Une dizaine d'associations défendant la présence de l'ours dans les Pyrénées ont annoncé lundi avoir mis la ministre de l'Ecologie et le président de la République en demeure de remplacer les plantigrades tués en 2020 dans le massif franco-espagnol. "A défaut de réponse rapide, des plaintes seront déposées devant le tribunal administratif pour faire reconnaître une nouvelle fois la carence fautive de l'Etat dans ce dossier et obtenir une injonction de procéder aux lâchers requis", ont-elle mis en garde dans un communiqué. "Depuis que trois ours ont été retrouvés morts de cause humaine en 2020 dans les Pyrénées (...), nous ne cessons de demander au gouvernement de procéder au remplacement rapide de ces animaux, conformément à l'engagement pris dans le Plan Ours 2018-2028", ajoutent les associations.
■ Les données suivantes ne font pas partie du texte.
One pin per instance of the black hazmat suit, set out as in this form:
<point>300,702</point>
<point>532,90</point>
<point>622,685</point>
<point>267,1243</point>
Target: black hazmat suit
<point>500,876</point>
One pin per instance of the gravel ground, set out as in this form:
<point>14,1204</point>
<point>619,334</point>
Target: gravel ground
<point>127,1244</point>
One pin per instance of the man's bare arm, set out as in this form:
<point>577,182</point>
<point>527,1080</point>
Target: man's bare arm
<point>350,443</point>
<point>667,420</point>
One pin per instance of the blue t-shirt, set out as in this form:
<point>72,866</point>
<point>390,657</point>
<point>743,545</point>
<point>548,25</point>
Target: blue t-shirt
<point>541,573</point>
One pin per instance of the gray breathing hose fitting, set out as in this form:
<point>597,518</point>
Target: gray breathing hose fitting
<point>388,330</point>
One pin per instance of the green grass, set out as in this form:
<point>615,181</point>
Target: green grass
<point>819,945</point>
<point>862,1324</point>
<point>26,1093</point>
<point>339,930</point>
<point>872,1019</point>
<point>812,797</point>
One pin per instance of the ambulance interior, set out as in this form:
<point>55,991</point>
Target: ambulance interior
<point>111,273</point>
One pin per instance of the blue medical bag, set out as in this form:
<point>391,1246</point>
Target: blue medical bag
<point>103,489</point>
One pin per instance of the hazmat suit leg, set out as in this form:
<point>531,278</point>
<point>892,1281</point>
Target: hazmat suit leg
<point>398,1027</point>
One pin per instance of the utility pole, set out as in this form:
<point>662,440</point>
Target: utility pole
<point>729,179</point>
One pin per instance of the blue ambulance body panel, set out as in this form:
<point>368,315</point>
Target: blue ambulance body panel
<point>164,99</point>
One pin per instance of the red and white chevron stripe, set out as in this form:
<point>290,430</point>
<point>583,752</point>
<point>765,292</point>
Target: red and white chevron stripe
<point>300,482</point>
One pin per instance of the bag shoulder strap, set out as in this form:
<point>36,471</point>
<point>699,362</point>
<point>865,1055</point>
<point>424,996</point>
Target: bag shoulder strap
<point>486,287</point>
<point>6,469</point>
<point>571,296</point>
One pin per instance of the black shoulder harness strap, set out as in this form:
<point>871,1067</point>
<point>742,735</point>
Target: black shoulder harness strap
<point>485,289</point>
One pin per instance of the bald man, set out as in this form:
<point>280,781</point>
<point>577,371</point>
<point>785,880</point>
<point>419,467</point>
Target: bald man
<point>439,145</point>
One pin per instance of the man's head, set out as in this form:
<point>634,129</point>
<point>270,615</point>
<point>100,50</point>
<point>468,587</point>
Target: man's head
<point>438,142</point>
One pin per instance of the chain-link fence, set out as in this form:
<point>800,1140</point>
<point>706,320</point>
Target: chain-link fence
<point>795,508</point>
En effet, la règle qui prévaut dans le plan visant à rétablir la population d'ours dans les Pyrénées est le remplacement du plantigrade si sa mort est provoquée par l'homme.
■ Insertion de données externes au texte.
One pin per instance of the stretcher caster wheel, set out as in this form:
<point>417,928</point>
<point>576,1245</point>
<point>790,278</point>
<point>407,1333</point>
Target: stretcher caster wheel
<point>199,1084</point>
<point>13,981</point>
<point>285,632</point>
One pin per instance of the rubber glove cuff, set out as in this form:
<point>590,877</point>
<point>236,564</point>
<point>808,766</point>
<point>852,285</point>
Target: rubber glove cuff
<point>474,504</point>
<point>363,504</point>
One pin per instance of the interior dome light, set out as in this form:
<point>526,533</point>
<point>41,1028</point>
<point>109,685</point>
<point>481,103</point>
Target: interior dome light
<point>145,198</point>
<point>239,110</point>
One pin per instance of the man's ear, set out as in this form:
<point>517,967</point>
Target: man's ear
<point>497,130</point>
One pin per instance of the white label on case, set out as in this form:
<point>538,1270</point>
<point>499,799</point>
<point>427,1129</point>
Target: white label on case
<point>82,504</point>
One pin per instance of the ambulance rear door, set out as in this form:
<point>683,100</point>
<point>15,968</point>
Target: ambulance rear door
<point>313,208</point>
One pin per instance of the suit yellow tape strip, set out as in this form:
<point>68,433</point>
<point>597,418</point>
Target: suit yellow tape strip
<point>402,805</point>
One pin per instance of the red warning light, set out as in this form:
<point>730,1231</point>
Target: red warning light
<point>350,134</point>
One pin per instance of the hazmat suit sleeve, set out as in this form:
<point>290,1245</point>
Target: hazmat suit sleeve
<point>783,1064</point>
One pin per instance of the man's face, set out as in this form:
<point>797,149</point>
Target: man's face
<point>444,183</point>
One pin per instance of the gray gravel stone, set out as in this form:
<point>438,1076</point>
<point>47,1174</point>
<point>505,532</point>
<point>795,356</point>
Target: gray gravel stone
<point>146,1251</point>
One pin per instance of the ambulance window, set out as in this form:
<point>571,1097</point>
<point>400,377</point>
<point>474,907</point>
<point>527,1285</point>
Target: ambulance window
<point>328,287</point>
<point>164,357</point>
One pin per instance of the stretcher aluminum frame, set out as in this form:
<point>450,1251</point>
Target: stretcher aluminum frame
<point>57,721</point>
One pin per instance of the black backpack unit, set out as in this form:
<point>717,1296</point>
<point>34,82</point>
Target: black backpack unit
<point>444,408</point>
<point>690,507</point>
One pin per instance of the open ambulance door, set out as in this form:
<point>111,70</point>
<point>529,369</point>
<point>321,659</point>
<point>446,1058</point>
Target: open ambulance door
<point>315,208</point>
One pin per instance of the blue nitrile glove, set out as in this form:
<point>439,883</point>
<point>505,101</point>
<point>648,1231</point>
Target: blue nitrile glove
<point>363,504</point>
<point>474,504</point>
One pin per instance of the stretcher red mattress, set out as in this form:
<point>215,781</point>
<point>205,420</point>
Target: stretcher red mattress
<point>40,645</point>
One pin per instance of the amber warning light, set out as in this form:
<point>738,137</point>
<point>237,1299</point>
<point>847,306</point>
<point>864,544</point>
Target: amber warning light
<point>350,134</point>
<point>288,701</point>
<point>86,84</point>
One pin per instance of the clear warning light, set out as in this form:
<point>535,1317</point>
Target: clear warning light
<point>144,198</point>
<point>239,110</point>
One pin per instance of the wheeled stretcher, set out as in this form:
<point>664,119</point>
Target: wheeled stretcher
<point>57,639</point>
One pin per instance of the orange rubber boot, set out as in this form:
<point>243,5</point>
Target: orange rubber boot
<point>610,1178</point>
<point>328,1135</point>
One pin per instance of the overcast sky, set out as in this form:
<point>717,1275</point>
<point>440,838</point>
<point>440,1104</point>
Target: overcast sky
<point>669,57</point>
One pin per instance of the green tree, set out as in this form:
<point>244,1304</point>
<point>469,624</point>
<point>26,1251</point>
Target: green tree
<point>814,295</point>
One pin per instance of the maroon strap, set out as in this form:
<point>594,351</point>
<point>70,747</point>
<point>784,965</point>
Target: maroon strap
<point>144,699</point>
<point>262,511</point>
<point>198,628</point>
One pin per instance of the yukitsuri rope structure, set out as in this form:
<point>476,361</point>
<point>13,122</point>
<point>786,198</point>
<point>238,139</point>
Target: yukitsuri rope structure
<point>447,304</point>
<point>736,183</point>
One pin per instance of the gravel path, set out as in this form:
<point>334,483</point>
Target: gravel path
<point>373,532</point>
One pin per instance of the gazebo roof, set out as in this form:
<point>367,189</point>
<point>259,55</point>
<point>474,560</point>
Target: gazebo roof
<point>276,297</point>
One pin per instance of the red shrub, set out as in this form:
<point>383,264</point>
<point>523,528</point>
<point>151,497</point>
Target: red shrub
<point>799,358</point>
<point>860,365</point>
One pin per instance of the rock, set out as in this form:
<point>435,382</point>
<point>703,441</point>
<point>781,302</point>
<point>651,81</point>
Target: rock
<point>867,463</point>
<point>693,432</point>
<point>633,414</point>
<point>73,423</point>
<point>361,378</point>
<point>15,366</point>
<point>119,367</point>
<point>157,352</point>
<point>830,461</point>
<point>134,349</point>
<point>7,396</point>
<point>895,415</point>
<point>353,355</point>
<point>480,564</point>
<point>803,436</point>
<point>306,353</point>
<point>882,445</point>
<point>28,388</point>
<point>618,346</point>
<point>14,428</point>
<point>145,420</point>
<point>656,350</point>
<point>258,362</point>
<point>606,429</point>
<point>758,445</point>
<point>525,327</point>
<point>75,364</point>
En novembre, les autorités espagnoles avaient annoncé la mort de l'ourse Sarousse, "abattue d'un coup de feu". En juin, un autre ours avait été abattu près de la station de ski française de Guzet, en Ariège. Et en avril, c'est l'ours Cachou, un mâle de six ans qui avait été retrouvé mort dans le val d'Aran en Espagne, après avoir été empoisonné selon la presse espagnole. De part et d'autre des Pyrénées, la présence de l'ours est décriée, parfois combattue, notamment par les éleveurs qui déplorent de nombreuses prédations de brebis. "L'annonce du président aux responsables agricoles locaux en janvier 2020 sur le fait +de ne pas procéder à de nouvelle introduction+ ne peut concerner le cas des ours morts +de cause anthropique (braconnage ou accident)+ comme l'atteste la Feuille de route Pastoralisme et ours de juin 2020", ont indiqué les associations de défense de l'ours, dont Férus et Pays de l'Ours-Adet. Pour eux, une décision d'Emmanuel Macron de ne pas remplacer ces ours "donnerait le sentiment de cautionner et de tolérer la violence des opposants radicaux à l’ours, croissante depuis son élection". L'ours des Pyrénées étant menacé d'extinction, la France a engagé dans les années 1990 un programme de réintroduction d'ours venant de Slovénie. "Sans réponse rapide de l'État, nos associations prendront, elles, leurs responsabilités en lançant toutes les procédures légales nécessaires", ont affirmé les associations.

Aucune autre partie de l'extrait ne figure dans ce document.